Des pluies sans précédent dont l'intensité a été renforcée par le changement climatique, deux millions d'habitations détruites, 1 700 morts et un taux de pauvreté qui pourrait quasiment doubler. Le Pakistan n'est responsable que de moins de 1 % des émissions mondiales de gaz à effet de serre, mais figure parmi les pays les plus touchés par les événements météorologiques extrêmes dus au réchauffement climatique. Voilà le coeur du sujet des "pertes et dommages", un domaine de négociation climatique qui sera au centre des discussions lors de la COP 27, qui se tiendra du 6 au 18 novembre à Charm el-Cheikh, en Egypte.
Sujet technique et éminemment politique, les pertes et dommages se réfèrent aux dégâts inévitables causés par le réchauffement global, ceux qui ne pourraient être empêchés par la réduction des émissions de gaz à effets de serre, ou par l'adaptation. Depuis près de trente ans, les représentants des petits Etats insulaires se battent pour faire entendre cette thématique. Pour eux, le changement climatique est une réalité de longue date, alors que la montée des eaux menace parfois jusqu'à l'existence physique de leur territoire.

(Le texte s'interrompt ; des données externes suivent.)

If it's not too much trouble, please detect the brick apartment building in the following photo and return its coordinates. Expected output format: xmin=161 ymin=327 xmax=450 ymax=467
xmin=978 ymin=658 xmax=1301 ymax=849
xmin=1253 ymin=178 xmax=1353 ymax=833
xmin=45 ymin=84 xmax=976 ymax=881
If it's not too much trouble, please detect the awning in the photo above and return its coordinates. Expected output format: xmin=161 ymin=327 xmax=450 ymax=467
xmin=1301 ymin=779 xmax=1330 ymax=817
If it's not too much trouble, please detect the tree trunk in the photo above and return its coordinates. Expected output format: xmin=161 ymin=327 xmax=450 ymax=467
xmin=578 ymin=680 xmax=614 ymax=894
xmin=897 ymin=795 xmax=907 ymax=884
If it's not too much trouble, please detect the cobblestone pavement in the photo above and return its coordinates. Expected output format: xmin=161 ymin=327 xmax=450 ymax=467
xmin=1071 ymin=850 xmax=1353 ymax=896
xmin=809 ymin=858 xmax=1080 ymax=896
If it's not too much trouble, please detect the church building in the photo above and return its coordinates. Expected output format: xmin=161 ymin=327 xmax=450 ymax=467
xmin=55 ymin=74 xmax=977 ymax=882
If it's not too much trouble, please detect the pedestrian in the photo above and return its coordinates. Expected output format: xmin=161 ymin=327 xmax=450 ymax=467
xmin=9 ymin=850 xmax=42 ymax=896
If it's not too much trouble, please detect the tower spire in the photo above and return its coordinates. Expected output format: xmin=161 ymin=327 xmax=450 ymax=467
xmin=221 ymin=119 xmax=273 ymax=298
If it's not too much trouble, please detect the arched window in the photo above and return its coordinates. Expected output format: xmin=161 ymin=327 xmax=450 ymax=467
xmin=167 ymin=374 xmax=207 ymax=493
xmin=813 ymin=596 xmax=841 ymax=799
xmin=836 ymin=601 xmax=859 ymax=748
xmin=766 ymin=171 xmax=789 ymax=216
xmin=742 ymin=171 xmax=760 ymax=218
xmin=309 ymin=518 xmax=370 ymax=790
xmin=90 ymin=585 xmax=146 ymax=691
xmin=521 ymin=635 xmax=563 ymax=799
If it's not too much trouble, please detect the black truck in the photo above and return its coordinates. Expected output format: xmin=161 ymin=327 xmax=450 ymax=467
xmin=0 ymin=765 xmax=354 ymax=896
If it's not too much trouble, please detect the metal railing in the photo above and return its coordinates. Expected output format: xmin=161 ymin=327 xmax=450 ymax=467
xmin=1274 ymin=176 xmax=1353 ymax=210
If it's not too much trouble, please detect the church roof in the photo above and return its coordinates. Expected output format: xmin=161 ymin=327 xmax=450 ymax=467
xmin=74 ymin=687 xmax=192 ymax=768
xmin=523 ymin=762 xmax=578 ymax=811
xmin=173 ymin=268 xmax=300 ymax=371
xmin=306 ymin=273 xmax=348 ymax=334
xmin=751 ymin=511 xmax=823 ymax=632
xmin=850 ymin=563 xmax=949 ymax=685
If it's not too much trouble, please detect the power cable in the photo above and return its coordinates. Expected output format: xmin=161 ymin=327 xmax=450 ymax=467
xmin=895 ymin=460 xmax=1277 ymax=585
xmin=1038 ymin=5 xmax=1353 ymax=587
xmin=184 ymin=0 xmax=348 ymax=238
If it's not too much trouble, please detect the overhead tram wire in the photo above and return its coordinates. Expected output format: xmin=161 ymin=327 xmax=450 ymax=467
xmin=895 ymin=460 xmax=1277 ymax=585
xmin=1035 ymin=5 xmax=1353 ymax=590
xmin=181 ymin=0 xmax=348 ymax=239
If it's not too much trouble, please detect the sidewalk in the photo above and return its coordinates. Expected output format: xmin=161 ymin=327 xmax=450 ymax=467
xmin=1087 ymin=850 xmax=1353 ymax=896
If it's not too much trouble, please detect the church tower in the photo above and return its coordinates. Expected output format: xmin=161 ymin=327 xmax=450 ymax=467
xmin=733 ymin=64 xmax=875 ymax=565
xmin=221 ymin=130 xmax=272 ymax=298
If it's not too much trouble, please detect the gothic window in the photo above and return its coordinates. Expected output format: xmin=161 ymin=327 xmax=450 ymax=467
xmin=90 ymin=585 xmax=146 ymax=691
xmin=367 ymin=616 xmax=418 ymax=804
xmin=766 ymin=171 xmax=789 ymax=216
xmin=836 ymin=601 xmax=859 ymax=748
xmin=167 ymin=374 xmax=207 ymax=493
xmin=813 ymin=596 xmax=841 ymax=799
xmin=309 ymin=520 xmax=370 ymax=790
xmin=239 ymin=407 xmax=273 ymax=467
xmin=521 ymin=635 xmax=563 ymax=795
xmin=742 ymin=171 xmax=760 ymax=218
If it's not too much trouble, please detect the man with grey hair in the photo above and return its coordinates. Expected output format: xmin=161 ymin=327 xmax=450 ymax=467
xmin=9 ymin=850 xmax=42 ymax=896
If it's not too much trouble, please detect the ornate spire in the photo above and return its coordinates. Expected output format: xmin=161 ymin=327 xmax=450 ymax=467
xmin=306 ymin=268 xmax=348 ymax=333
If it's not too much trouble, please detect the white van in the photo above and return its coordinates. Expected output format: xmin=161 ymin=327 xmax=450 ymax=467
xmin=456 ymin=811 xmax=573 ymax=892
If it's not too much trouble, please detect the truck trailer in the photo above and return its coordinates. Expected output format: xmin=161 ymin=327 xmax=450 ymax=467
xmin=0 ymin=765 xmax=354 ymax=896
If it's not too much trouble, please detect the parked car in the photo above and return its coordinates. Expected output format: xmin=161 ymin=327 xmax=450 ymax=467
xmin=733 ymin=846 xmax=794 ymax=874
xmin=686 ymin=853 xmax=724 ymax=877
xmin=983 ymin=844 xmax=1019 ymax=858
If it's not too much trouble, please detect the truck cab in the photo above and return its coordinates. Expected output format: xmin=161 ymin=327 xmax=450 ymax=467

"Depuis les années 1990, leurs principales demandes n'ont que peu changé. Ces pertes incluent des dégâts physiques, les pertes économiques liées à des baisses de rendement, et des pertes irréversibles, comme des vies, ou même des pans d'héritage culturel", explique Lola Vallejo, directrice du programme climat au sein de l'Institut du développement durable et des relations internationales. En 2018, une large étude évaluait le montant de ces pertes entre 250 milliards et 500 milliards d'euros par an jusqu'en 2030, et il pourrait atteindre 1 700 milliards en 2050.
Comment financer ?
Le sujet est sensible, car il pose de façon frontale la question de la responsabilité des pays du Nord dans le changement climatique actuel. "On ne peut plus nier désormais que les émissions historiques des pays du Nord sont en partie responsables des impacts que l'on voit dans les pays du Sud", rappelle Aurore Mathieu, chargée des politiques internationales au sein de l'ONG Réseau action climat. "Cette question est là depuis le début des négociations climatiques, et pourtant les Etats ont toujours tourné autour, et refusent encore de parler de compensations", constate Lola Vallejo. Ces errements diplomatiques ont souvent cantonné la question des pertes et dommages à l'établissement de cadres permettant de construire un dialogue international sur la manière d'y répondre. Mais, avec l'accroissement des catastrophes climatiques et la défiance des pays du Sud envers le Nord, la patience des Etats les plus vulnérables arrive à son terme. "Maintenant, les pays en développement n'ont plus besoin de dialogue, mais d'argent pour se reconstruire après ces catastrophes", insiste Aurore Mathieu.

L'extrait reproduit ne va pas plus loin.